Re: Prevalence of ill-formed XHTML from Kornel Lesinski on 2007-09-02 (public-html@w3.org from September 2007)

From: Kornel Lesinski <kornel@geekhood.net>
Date: Sun, 02 Sep 2007 15:37:53 +0100
To: "Robert Burns" <rob@robburns.com>
Cc: "public-html@w3.org" <public-html@w3.org>
Message-ID: <op.tx06xfi4ptj49s@aimac.local>

On Sat, 01 Sep 2007 21:24:31 +0100, Robert Burns <rob@robburns.com> wrote:

> I'm not sure what you're saying here. If you change your XSLT to a  
> different output mode won't it output a pure HTML serialization (with no  
> xml-isms)?

It won't output XHTML as HTML. It's completly counter-intuitive, but  
that's what the spec requires:
"The html output method should not output an element differently from the  
xml output method unless the expanded-name of the element has a null  
namespace URI;"
http://www.w3.org/TR/xslt#section-HTML-Output-Method

>> I find it troublesome. The fundamental problem is that you have to  
>> observe all restrictions of XML, but you can't use XML tools anymore,  
>> because they don't care about additional limitations imposed by HTML.
>
> I think observing the XML restrictions is a good thing.
> I also think the treatment of void elements explicitly with something  
> like <br/> makes it easier for authors to understand what their doing  
> (which is the only additional restriction for HTML I can think of).

The same syntax can also be source of confusion in case of <script  
src=""/>.

> Many of those problems relate to the immaturity of XML / XHTML  
> implementations and not anything about the DOM APIs themselves.

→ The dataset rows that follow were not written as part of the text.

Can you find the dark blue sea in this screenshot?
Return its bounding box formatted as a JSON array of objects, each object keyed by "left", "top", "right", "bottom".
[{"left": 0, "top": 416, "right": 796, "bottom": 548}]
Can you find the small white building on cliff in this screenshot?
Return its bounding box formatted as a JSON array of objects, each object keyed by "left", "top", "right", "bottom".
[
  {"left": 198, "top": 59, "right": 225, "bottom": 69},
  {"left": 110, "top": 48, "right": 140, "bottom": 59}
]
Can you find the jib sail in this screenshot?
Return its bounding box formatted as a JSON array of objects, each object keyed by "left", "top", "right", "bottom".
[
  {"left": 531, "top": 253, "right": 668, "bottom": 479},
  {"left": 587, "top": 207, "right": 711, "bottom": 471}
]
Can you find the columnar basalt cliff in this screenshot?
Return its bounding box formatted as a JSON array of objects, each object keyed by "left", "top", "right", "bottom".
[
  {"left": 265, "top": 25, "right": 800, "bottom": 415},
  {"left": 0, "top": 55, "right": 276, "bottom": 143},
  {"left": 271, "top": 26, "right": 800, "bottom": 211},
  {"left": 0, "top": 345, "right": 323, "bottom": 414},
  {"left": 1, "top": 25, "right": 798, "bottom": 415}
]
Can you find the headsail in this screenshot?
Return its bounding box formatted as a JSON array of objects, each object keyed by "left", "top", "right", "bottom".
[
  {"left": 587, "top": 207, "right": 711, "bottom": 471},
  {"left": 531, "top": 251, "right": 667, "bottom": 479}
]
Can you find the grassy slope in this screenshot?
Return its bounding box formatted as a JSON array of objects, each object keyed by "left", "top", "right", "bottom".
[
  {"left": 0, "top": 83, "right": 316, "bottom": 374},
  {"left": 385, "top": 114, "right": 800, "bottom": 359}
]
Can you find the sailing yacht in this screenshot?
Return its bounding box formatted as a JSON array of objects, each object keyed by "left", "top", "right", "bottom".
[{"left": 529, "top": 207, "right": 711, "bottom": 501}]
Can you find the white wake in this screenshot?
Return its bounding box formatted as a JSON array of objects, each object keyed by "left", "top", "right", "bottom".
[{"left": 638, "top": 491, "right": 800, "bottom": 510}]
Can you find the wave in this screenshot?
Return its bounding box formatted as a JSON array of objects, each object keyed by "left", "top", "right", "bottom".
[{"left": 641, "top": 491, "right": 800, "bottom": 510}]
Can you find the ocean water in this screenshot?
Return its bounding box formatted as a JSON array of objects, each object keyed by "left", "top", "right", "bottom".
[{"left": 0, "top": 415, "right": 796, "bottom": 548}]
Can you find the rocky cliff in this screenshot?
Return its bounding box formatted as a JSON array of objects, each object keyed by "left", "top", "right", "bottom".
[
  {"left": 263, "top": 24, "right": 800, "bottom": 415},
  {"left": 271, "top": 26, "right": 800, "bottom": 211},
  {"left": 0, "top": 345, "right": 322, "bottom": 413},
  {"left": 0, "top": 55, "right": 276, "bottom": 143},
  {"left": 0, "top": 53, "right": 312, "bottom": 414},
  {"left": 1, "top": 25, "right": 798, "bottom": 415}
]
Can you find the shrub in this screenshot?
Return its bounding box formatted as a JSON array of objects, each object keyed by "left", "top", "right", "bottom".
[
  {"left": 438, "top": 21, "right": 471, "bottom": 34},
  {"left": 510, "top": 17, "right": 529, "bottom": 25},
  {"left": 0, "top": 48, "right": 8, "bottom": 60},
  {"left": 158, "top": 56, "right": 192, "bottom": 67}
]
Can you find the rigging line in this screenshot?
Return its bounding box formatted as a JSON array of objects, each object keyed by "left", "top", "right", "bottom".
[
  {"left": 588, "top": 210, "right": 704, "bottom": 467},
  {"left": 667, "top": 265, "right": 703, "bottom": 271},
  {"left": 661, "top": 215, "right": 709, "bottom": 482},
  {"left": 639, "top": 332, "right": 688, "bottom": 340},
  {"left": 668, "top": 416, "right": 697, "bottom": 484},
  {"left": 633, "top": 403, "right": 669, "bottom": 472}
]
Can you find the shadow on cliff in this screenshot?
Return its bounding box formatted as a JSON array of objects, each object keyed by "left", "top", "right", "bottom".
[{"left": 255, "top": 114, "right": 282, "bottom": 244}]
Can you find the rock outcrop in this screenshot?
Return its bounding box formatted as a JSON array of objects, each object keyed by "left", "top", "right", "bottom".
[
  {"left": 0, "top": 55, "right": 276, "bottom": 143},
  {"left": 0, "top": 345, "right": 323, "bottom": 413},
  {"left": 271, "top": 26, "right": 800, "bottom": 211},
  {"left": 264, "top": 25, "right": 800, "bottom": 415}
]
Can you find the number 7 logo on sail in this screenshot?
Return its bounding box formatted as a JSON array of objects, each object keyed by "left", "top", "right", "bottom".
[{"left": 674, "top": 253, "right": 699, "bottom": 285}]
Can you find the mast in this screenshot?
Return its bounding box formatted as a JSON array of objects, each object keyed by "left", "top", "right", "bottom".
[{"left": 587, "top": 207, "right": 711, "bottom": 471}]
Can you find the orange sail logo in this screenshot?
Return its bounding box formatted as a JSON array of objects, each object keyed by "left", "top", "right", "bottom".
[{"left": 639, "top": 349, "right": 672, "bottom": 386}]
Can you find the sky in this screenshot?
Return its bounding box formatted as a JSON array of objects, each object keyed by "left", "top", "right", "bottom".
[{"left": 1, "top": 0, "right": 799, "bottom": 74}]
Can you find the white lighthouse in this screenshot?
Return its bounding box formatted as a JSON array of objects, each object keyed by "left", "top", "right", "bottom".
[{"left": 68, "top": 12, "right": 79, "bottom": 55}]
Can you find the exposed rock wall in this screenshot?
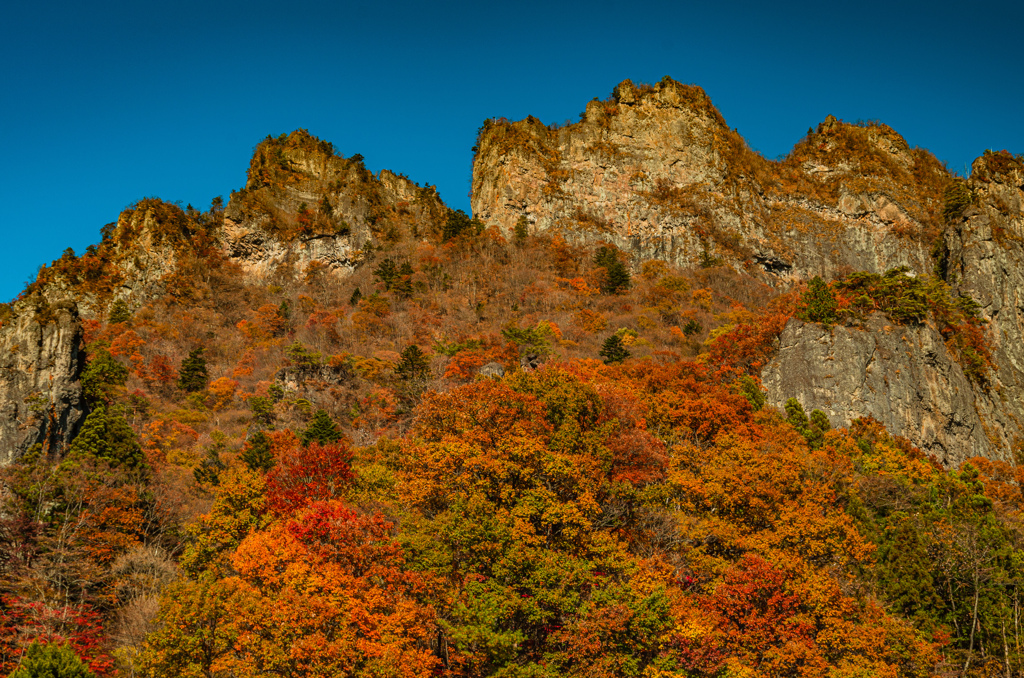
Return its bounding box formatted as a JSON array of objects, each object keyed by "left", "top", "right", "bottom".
[
  {"left": 471, "top": 78, "right": 946, "bottom": 281},
  {"left": 223, "top": 130, "right": 447, "bottom": 278},
  {"left": 763, "top": 152, "right": 1024, "bottom": 464},
  {"left": 0, "top": 301, "right": 85, "bottom": 465},
  {"left": 942, "top": 153, "right": 1024, "bottom": 454},
  {"left": 762, "top": 315, "right": 1000, "bottom": 466}
]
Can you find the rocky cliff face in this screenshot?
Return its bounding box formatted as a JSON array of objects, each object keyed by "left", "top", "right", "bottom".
[
  {"left": 0, "top": 301, "right": 85, "bottom": 465},
  {"left": 762, "top": 315, "right": 1002, "bottom": 466},
  {"left": 223, "top": 130, "right": 447, "bottom": 278},
  {"left": 471, "top": 78, "right": 947, "bottom": 281},
  {"left": 943, "top": 152, "right": 1024, "bottom": 454},
  {"left": 31, "top": 130, "right": 449, "bottom": 320},
  {"left": 0, "top": 130, "right": 448, "bottom": 467},
  {"left": 470, "top": 79, "right": 1024, "bottom": 463},
  {"left": 762, "top": 151, "right": 1024, "bottom": 463}
]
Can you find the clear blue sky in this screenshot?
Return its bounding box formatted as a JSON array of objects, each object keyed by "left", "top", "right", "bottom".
[{"left": 2, "top": 0, "right": 1021, "bottom": 302}]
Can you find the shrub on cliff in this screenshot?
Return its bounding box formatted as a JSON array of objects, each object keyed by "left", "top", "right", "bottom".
[{"left": 796, "top": 276, "right": 838, "bottom": 325}]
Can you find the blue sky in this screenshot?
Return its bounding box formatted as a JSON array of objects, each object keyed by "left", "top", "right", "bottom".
[{"left": 1, "top": 0, "right": 1021, "bottom": 302}]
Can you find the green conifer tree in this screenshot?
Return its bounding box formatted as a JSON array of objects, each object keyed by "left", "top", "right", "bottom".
[
  {"left": 392, "top": 262, "right": 415, "bottom": 299},
  {"left": 81, "top": 350, "right": 128, "bottom": 403},
  {"left": 737, "top": 375, "right": 765, "bottom": 411},
  {"left": 9, "top": 642, "right": 95, "bottom": 678},
  {"left": 68, "top": 405, "right": 146, "bottom": 469},
  {"left": 177, "top": 347, "right": 208, "bottom": 393},
  {"left": 797, "top": 276, "right": 839, "bottom": 325},
  {"left": 241, "top": 431, "right": 275, "bottom": 473},
  {"left": 349, "top": 287, "right": 363, "bottom": 305},
  {"left": 107, "top": 299, "right": 132, "bottom": 324},
  {"left": 600, "top": 334, "right": 631, "bottom": 364},
  {"left": 877, "top": 519, "right": 945, "bottom": 630},
  {"left": 301, "top": 409, "right": 342, "bottom": 446},
  {"left": 395, "top": 345, "right": 430, "bottom": 380},
  {"left": 374, "top": 259, "right": 399, "bottom": 291},
  {"left": 513, "top": 215, "right": 529, "bottom": 246},
  {"left": 784, "top": 398, "right": 830, "bottom": 449},
  {"left": 595, "top": 246, "right": 631, "bottom": 294}
]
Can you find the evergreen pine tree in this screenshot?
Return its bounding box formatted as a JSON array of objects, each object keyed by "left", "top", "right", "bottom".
[
  {"left": 301, "top": 409, "right": 342, "bottom": 446},
  {"left": 513, "top": 215, "right": 529, "bottom": 246},
  {"left": 349, "top": 287, "right": 363, "bottom": 305},
  {"left": 737, "top": 375, "right": 765, "bottom": 411},
  {"left": 877, "top": 520, "right": 944, "bottom": 627},
  {"left": 797, "top": 276, "right": 839, "bottom": 325},
  {"left": 392, "top": 262, "right": 415, "bottom": 298},
  {"left": 177, "top": 347, "right": 208, "bottom": 393},
  {"left": 374, "top": 259, "right": 399, "bottom": 290},
  {"left": 241, "top": 431, "right": 275, "bottom": 473},
  {"left": 594, "top": 246, "right": 631, "bottom": 294},
  {"left": 600, "top": 334, "right": 631, "bottom": 364},
  {"left": 395, "top": 345, "right": 430, "bottom": 380},
  {"left": 108, "top": 298, "right": 132, "bottom": 324},
  {"left": 784, "top": 398, "right": 829, "bottom": 449},
  {"left": 193, "top": 442, "right": 226, "bottom": 486},
  {"left": 68, "top": 405, "right": 146, "bottom": 469},
  {"left": 81, "top": 349, "right": 128, "bottom": 403},
  {"left": 9, "top": 642, "right": 95, "bottom": 678},
  {"left": 785, "top": 397, "right": 810, "bottom": 431}
]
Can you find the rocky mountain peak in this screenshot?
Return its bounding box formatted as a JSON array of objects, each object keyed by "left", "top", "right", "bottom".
[{"left": 471, "top": 79, "right": 946, "bottom": 281}]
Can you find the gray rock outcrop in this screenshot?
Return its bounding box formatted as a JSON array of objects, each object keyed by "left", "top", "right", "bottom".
[
  {"left": 763, "top": 151, "right": 1024, "bottom": 465},
  {"left": 762, "top": 315, "right": 998, "bottom": 466},
  {"left": 0, "top": 301, "right": 85, "bottom": 465}
]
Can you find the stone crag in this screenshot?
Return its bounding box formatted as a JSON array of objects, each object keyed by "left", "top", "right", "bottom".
[
  {"left": 762, "top": 152, "right": 1024, "bottom": 463},
  {"left": 0, "top": 301, "right": 85, "bottom": 465},
  {"left": 471, "top": 78, "right": 1023, "bottom": 464},
  {"left": 471, "top": 78, "right": 946, "bottom": 282},
  {"left": 223, "top": 130, "right": 447, "bottom": 278},
  {"left": 762, "top": 315, "right": 1000, "bottom": 467}
]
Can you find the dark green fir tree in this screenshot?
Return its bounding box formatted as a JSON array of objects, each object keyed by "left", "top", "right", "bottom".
[
  {"left": 594, "top": 246, "right": 631, "bottom": 294},
  {"left": 301, "top": 409, "right": 342, "bottom": 446},
  {"left": 797, "top": 276, "right": 839, "bottom": 325},
  {"left": 600, "top": 334, "right": 631, "bottom": 364},
  {"left": 395, "top": 345, "right": 430, "bottom": 381},
  {"left": 241, "top": 431, "right": 275, "bottom": 473},
  {"left": 68, "top": 405, "right": 145, "bottom": 469},
  {"left": 177, "top": 347, "right": 208, "bottom": 393}
]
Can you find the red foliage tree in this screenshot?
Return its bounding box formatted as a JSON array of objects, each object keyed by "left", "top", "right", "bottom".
[{"left": 266, "top": 439, "right": 354, "bottom": 514}]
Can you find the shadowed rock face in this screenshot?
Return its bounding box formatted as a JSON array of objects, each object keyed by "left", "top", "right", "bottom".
[
  {"left": 471, "top": 78, "right": 946, "bottom": 282},
  {"left": 0, "top": 301, "right": 85, "bottom": 465},
  {"left": 941, "top": 153, "right": 1024, "bottom": 454},
  {"left": 762, "top": 315, "right": 999, "bottom": 467}
]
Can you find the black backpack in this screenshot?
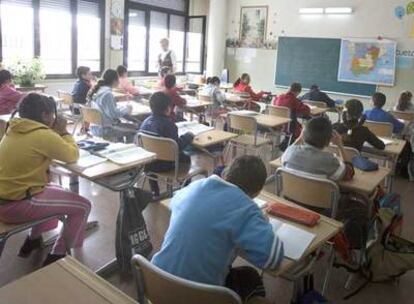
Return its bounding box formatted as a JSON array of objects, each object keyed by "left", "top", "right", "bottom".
[{"left": 115, "top": 187, "right": 153, "bottom": 273}]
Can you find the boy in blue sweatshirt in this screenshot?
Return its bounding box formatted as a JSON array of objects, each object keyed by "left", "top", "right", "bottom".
[
  {"left": 365, "top": 92, "right": 404, "bottom": 134},
  {"left": 71, "top": 66, "right": 93, "bottom": 105},
  {"left": 152, "top": 156, "right": 284, "bottom": 301}
]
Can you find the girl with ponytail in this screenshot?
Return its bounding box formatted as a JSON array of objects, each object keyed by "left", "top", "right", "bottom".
[
  {"left": 233, "top": 73, "right": 268, "bottom": 102},
  {"left": 89, "top": 69, "right": 137, "bottom": 142},
  {"left": 333, "top": 99, "right": 385, "bottom": 151}
]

I disagree. If one does intend to parse document as XML, sniffing will  
always be required when text/html is used. Incompatibilities between HTML  
and XML DOM are part of the spec: case sensitivity vs case folding,  
forbidden document.write or implied <tbody> won't change as  
implementations mature.

> The CSS issues are minor to non-existent for anyone following appendix C.

Indeed, it's just yet another thing authors have to be aware of, and it  
fails silently if they don't.

>> I think that if a document will not work properly as XHTML, and was  
>> never intended to do, it shouldn't be called XHTML.
>
> I'm not clear what you're saying here. Any document that is valid and  
> well-formed XHTML 1 and also adheres  to the XHTML 1.0 appendix C  
> guidelines will work properly as XHTML.

Yes, if such document adheres to appendix C (and possibly few other  
things) it would. The problem is that appendix C is not normative, it  
doesn't formalize any new language. XHTML, whether it's compatible or not,  
is allowed to be sent as text/html.

This leads to ridiculous situation where you can have valid, well-formed,  
100% spec-compliant XHTML that's not compatible with XML mode. And this is  
common on the web today (unless authors fail short of creating valid  
and/or well-formed XHTML in a first place, of course :)

Therefore my suggestion is not to allow XHTML to be sent as text/html.  
Migration path should come from HTML5 side, which allows appendix  
C-compatible syntax now. "HTML with slashes" better describes what those  
XHTML-wannabe documents are, and there would be no confusion which media  
type applies to which language.

-- 
regards, Kornel Lesinski

Received on Sunday, 2 September 2007 14:38:21 UTC